Goodsoil is asking the body to pass the “Social Statement on Human Sexuality” to give greater recognition to gay and lesbian Lutherans. It is also pushing for revised ministry policies which would allow gays and lesbians in committed long-term relationships to serve as clergy.
Currently gay clergy must take a vow of celibacy.
Emily Eastwood, executive director of Lutherans Concerned/North America, is aware these are potentially very contentious issues for the church to wrestle with.
“Lutherans disagree on many significant issues,” she said. “Lutherans in the pews every Sunday have differing and strongly held opinions on abortion, capital punishment, the ordination of women, wine or grape juice in the service, war, apostolic succession, and differing interpretations of Scripture.
“Allowing ministers to serve who are in committed, lifelong same-gender relationships will not be required of those congregations that do not wish it, nor will it be prevented for those that do. This is very Lutheran.“
Already, same sex marriage in church is fully legal in Sweden, where the Swedish Lutheran church is the dominant religion. This has led to concerned protests from some UK Anglicans, who are concerned that their decision will lead to increased pressure on the Anglican/Episcoplian church, which is in communion with the Lutherans, to follow suit. Similarly, if the ALCU accepts the proposal this will put pressure on other American Lutherans – and other denominations. Even if it is is rejected, the mere fact of discussion will be helpful – the proposal will surely be raised again. The tide is clearly starting to turn.
Judging by the advance press reports, the decision is likely to be close – and bitterly contested. Already, those opposed are at least discussing the possibility of leaving if the decision goes ahead, along lines similar to the emerging split among Episcopalians.

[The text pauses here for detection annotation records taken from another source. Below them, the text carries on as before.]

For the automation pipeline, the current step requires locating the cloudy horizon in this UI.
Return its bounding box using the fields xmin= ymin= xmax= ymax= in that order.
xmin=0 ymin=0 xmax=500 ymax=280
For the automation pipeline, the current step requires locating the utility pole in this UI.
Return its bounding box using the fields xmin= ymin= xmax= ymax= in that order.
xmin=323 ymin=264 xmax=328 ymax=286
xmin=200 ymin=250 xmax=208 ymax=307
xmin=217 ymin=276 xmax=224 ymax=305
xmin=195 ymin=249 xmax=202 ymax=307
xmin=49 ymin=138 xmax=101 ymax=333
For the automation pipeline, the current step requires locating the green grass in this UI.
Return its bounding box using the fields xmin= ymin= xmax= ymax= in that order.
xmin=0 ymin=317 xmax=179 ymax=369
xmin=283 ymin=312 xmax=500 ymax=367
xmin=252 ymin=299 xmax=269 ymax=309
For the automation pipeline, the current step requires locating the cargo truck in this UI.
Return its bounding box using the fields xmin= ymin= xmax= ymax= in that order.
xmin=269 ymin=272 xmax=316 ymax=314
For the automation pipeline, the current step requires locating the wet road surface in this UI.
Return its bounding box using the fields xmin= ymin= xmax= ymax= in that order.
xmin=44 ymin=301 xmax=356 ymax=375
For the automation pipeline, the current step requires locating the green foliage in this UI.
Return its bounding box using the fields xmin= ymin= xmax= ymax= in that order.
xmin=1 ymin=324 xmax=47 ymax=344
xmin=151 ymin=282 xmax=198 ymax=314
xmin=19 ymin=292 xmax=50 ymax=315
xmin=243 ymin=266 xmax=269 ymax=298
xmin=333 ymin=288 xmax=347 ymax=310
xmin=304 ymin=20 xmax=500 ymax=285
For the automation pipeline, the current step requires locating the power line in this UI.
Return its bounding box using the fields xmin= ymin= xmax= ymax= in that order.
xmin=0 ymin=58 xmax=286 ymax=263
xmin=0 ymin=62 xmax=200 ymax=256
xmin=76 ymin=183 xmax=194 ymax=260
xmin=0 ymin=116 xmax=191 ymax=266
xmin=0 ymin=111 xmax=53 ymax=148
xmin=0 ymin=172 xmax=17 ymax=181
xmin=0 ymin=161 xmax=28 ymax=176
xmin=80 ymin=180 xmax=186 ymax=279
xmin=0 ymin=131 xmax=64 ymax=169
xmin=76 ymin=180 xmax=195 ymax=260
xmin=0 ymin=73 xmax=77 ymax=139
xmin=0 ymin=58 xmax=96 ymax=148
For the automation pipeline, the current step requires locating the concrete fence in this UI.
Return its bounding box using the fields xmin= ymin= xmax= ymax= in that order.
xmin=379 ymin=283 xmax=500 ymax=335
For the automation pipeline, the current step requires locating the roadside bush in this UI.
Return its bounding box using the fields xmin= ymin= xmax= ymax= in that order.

The arguments are familiar: opponents insist that they are not basing their stand on homophobia, but on truthful fidelity to Scripture. What I find refreshing, is the response by the reformists that they would welcome a debate based on Scripture, so that they can point out how flimsy is this argument:
But what I find disturbing is the hysterical response from some of the gay community, commenting on a report of the proposal on Towleroad.
The comments thread shows once again that far too often, the strongest opposition to gay Christians comes not from other Christians, but from gays outside the church, who blame religion for all discrimination:
“If you support religion – the institution that made homosexual wrong and created ALL our pain and suffering, then YES I AM TRYING TO DRIVE YOU AWAY.
YOU are on the WRONG TEAM.
We must put Equality BEFORE Religion.
I hope the Lutherans self-destruct. Nothing should make gays and lesbians happier.
If you belong to a Church that still makes homosexuality wrong, sinful and deviant you are sanctioning the hate and discrimination of gay people.”
Both views are misplaced: that homosexuality is inherently sinful, and that prejudice is caused by religion. The truth is far more complex. Discussions such as those about to be undertaken by the Lutherans are to be welcomed, as open debate will force a more rational discussion of the Scriptural texts and their relevance. Gay & lesbian Christians need to be part of the debate. Further, secular experience has shown that the best defence against against prejudice has been the increasing visibility of out LGBT people leading ordinary lives. If we can encourage similar visibility in the churches, we can contribute to greater understanding and acceptance, there, too.